If history is any guide, the ANC has always found renewal in moments of deep crisis. The ANC elders often remind us that the movement carries within its DNA a tradition of self-correction. Yet my honest submission is that the self-correction thesis is tired. The last genuine and successful self-correction occurred since the 1969 Morogoro Conference.
Some historians and ANC veterans define Morogoro as a watershed consultative conference that reoriented and repurposed the ANC. It was at Morogoro that the movement produced the famous ANC Strategy and Tactics Document, a revolutionary blueprint that guided it until the democratic breakthrough of 1994. That conference was not a ritual of introspection, but a revolutionary rupture, a decisive confrontation with complacency, ideological confusion, and organisational drift.
In view of the current crisis and what more is still to be revealed at the Madlanga Commission, my considered view is that the ANC must convene a Consultative Conference in mid-2026. A repeat of the Morogoro Conference is necessary if the ANC is to survive and weather the political storms that threaten to tear its soul asunder.

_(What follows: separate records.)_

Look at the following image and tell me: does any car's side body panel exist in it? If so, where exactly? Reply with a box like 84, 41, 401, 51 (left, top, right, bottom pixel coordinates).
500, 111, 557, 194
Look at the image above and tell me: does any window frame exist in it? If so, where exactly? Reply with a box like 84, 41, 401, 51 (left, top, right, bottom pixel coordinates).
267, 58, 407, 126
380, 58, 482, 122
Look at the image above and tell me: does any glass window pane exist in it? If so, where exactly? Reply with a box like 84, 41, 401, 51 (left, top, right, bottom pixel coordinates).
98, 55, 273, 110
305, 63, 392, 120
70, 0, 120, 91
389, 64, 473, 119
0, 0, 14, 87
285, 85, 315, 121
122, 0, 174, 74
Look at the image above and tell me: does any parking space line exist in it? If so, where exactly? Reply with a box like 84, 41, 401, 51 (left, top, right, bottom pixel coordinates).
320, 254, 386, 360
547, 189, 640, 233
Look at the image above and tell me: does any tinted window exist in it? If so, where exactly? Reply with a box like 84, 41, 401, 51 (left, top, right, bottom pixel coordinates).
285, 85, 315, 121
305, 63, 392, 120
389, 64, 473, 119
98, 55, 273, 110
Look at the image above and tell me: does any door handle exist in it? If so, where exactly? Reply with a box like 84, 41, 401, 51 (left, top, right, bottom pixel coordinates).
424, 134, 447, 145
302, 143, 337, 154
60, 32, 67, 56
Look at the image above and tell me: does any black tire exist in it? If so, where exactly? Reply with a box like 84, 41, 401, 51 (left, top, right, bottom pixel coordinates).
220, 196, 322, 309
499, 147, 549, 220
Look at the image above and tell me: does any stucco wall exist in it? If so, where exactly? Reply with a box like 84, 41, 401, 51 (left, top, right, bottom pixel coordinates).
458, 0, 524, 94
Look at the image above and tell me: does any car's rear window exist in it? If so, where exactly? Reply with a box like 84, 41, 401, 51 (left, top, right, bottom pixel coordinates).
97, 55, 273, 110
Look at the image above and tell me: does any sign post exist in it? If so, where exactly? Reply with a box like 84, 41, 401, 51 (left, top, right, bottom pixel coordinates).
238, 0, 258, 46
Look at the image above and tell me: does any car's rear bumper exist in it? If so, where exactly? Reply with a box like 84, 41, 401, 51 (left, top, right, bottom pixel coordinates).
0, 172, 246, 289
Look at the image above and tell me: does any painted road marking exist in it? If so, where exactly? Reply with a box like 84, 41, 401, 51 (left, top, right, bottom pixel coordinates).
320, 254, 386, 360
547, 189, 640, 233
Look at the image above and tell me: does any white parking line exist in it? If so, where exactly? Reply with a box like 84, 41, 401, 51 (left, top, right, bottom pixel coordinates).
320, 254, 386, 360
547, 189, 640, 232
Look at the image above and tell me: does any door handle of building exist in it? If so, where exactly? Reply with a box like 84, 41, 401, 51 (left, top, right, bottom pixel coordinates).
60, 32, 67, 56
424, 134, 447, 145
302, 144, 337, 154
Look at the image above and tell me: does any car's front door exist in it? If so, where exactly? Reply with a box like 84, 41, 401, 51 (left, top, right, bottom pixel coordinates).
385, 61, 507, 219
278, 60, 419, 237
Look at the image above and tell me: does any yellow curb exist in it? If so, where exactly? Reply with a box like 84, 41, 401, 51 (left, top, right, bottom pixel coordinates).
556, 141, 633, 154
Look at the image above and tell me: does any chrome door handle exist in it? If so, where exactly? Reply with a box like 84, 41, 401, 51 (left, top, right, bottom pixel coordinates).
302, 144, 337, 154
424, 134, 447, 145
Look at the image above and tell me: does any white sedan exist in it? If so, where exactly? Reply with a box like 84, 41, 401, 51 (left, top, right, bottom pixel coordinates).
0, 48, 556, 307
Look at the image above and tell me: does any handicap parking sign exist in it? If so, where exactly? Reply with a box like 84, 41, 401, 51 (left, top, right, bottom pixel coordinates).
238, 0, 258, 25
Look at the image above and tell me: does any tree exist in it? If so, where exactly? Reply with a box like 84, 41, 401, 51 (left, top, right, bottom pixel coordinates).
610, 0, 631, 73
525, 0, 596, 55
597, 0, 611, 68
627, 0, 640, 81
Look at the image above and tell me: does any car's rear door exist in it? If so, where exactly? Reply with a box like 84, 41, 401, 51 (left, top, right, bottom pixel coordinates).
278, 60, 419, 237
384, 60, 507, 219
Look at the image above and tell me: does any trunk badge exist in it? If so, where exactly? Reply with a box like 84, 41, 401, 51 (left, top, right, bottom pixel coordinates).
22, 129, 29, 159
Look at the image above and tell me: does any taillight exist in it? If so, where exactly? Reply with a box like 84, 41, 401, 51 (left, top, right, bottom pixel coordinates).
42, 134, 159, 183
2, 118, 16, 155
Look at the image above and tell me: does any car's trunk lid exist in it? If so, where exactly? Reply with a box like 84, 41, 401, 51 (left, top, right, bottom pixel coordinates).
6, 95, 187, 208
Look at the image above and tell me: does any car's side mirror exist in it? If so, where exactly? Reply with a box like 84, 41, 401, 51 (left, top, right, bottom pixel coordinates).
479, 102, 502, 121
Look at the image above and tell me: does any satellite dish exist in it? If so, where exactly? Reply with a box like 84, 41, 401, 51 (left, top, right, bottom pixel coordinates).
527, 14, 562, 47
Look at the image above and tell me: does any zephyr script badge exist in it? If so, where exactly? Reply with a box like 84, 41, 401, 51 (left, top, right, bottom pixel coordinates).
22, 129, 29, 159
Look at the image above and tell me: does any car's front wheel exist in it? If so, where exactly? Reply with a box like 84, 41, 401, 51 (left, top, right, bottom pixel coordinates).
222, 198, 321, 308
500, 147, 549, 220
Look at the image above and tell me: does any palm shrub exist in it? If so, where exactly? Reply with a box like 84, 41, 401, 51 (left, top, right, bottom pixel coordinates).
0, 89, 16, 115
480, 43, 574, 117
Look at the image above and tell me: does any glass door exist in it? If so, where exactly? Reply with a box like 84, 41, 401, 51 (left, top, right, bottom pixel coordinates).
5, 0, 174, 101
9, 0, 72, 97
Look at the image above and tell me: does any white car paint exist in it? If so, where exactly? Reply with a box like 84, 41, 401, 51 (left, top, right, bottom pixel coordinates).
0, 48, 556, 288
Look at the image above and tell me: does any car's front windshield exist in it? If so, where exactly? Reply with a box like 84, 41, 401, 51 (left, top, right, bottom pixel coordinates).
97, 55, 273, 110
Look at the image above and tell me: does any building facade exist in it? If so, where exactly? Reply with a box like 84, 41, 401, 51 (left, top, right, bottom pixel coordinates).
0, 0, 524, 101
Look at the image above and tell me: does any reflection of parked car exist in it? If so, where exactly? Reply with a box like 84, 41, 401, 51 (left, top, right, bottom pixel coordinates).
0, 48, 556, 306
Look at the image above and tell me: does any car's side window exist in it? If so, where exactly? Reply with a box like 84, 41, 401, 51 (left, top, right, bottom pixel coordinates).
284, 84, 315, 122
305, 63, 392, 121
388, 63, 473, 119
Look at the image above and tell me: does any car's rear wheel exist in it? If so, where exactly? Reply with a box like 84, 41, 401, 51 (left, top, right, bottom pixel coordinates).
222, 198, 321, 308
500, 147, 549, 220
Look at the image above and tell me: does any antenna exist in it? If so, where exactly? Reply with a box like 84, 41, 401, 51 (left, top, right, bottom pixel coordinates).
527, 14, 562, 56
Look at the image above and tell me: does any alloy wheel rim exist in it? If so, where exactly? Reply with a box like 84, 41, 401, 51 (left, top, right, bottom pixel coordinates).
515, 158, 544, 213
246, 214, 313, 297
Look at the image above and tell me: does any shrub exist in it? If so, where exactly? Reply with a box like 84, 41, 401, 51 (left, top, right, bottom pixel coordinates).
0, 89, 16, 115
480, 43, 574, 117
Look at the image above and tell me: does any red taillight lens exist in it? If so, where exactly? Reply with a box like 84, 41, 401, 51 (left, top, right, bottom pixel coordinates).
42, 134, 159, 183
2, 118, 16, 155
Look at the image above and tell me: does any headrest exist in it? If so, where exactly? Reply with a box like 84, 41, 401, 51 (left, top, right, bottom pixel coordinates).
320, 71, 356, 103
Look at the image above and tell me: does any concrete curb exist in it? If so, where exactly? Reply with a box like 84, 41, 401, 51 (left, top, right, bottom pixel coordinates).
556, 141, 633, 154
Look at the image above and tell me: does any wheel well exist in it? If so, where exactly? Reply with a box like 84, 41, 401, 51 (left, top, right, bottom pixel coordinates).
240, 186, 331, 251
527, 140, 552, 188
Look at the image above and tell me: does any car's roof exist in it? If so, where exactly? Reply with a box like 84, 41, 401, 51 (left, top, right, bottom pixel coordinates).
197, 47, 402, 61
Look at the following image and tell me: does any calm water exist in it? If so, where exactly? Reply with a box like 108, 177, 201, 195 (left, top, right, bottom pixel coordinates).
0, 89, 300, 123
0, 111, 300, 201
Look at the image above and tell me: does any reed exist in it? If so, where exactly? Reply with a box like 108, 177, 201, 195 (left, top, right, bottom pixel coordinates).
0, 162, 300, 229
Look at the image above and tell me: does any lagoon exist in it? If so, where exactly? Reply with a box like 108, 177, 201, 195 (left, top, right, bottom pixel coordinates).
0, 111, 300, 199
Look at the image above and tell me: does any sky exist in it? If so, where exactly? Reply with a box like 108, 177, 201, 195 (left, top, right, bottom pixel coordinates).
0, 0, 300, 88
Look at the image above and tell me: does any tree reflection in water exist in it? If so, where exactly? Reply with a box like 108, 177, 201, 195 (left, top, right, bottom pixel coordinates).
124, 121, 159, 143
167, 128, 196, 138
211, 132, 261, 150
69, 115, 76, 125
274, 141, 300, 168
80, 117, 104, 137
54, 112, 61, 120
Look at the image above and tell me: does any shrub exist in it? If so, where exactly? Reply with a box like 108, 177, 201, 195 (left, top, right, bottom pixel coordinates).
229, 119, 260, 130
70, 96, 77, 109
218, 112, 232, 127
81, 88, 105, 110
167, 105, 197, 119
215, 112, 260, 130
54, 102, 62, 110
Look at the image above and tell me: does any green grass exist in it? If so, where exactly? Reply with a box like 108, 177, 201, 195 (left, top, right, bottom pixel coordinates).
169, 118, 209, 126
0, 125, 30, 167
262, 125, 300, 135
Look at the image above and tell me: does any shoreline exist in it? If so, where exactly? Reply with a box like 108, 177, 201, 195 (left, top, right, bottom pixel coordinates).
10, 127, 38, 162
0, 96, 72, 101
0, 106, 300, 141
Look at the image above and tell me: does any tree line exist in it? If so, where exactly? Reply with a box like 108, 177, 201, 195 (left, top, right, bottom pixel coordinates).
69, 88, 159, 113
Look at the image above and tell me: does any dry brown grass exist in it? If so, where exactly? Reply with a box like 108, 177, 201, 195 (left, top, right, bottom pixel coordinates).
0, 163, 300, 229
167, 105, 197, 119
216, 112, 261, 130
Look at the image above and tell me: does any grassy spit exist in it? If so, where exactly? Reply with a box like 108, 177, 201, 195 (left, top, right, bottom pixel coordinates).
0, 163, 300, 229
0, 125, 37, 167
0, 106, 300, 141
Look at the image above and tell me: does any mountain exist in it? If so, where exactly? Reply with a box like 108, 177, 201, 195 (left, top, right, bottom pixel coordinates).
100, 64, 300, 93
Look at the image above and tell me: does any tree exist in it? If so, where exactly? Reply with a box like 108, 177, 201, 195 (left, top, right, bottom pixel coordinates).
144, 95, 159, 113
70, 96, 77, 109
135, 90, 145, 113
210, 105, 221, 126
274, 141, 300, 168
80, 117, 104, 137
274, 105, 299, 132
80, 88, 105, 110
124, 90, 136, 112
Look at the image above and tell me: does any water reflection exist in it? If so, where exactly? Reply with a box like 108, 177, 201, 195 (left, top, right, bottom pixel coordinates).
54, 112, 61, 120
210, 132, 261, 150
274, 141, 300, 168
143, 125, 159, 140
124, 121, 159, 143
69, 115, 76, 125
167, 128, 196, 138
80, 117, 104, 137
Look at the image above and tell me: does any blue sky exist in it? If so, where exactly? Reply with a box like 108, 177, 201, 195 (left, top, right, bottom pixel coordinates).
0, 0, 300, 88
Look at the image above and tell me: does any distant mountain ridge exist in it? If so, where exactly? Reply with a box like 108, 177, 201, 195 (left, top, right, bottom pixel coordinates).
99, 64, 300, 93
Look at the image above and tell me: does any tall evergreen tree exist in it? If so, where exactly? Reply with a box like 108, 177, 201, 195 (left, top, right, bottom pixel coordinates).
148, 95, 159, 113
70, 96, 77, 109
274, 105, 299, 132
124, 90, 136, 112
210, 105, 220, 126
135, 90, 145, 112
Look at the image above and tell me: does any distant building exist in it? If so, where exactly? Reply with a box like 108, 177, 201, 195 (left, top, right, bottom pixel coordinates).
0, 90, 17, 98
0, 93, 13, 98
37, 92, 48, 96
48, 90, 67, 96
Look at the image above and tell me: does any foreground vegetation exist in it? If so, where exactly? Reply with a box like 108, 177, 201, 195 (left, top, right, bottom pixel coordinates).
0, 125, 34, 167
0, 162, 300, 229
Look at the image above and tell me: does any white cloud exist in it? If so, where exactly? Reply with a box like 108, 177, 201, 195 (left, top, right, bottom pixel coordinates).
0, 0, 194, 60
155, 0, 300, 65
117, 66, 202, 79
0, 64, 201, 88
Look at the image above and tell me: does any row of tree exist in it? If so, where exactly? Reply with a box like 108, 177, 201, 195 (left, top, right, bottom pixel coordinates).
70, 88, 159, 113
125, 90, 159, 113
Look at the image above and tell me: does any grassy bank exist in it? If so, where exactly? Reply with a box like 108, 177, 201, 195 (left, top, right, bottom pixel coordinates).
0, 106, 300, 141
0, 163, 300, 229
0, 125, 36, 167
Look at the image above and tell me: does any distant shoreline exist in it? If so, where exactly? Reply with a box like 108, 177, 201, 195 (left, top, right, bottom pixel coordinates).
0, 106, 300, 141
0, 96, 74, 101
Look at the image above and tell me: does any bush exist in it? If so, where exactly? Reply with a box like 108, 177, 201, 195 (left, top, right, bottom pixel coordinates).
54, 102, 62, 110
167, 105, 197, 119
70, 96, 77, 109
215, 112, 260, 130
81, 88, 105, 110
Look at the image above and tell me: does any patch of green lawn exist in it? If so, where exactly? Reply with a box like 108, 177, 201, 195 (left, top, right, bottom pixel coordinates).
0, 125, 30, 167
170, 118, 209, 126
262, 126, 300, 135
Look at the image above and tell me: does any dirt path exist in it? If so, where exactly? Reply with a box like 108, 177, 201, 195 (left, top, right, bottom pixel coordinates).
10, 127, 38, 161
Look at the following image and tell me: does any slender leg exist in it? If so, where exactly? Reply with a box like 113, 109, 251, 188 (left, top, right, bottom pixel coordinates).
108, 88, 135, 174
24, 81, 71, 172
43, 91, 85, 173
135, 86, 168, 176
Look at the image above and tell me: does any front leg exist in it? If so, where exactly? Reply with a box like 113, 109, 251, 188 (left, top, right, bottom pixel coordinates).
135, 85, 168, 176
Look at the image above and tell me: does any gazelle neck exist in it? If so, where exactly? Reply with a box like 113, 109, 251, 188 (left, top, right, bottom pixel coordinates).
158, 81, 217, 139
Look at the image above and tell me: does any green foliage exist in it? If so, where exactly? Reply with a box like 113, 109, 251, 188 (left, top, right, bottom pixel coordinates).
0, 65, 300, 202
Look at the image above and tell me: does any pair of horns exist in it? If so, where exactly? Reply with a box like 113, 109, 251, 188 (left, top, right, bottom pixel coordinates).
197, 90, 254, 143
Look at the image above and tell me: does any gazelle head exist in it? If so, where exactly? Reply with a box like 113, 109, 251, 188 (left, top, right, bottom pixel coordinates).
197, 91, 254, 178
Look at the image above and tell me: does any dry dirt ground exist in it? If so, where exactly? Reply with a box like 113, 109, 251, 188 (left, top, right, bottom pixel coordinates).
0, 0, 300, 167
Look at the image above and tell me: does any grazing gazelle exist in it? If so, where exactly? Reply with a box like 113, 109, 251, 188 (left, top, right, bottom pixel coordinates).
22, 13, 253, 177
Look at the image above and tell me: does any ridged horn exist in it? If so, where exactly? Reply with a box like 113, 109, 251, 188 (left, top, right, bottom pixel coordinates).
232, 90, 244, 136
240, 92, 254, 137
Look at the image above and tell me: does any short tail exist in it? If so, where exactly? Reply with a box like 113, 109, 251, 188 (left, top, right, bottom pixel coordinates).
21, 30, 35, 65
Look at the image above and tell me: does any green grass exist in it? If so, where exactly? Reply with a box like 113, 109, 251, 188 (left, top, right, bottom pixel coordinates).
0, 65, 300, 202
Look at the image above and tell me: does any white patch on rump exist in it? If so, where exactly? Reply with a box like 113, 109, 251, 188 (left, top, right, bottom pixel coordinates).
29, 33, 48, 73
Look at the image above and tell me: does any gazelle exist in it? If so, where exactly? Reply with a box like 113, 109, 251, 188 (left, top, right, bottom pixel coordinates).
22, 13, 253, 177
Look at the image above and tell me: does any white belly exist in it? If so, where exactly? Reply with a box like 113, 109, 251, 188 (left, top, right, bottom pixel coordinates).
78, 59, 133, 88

The Consultative Conference that I am proposing must serve as the moral and political reset of the ANC, a moment of self-confrontation and collective renewal. It must reawaken the revolutionary spirit that once animated this glorious movement of the people, reassert its ideological clarity and hegemony over society, and restore its ethical integrity.
The conference will hear the cries and concerns from the basic units of the ANC, from its broader membership, from ANC supporters and sympathisers who are deeply worried about a movement drifting dangerously close to the cliff’s edge, suspended in a political cliffhanger.
The Movement now finds itself suspended in a political cliffhanger, uncertain of its next historic turn. It has lost its majoritarian hegemony in Parliament and now governs through consensus within the framework of the Government of National Unity. That electoral setback should have awakened the movement. It should have compelled its broad membership to reflect honestly and fearlessly on what has gone wrong.
Yet, the moral and political awakening that such a defeat demands has not fully materialised. The polling houses are already projecting a perilous 32 percent outcome in the forthcoming 2026 National Local Government Elections, and a similar trajectory is being forecast for the 2029 National and Provincial Elections.
If this warning is ignored, the ANC will continue to drift, suspended in a political cliffhanger of its own making. The Consultative Conference, therefore, should not be about the 2029 succession battles, which are bound to turn ugly, but about saving the ANC as an organisation and breathing life back into the popular self-correction thesis. Now is the time to save the movement from itself.
* Zamikhaya Maseti is a Political Economy Analyst and holds a Magister Philosophiae (M.Phil.) Degree in South African Politics and Political Economy from the erstwhile University of Port Elizabeth (UPE), now Nelson Mandela University.
** The views expressed do not necessarily reflect the views of IOL, Independent Media or The African.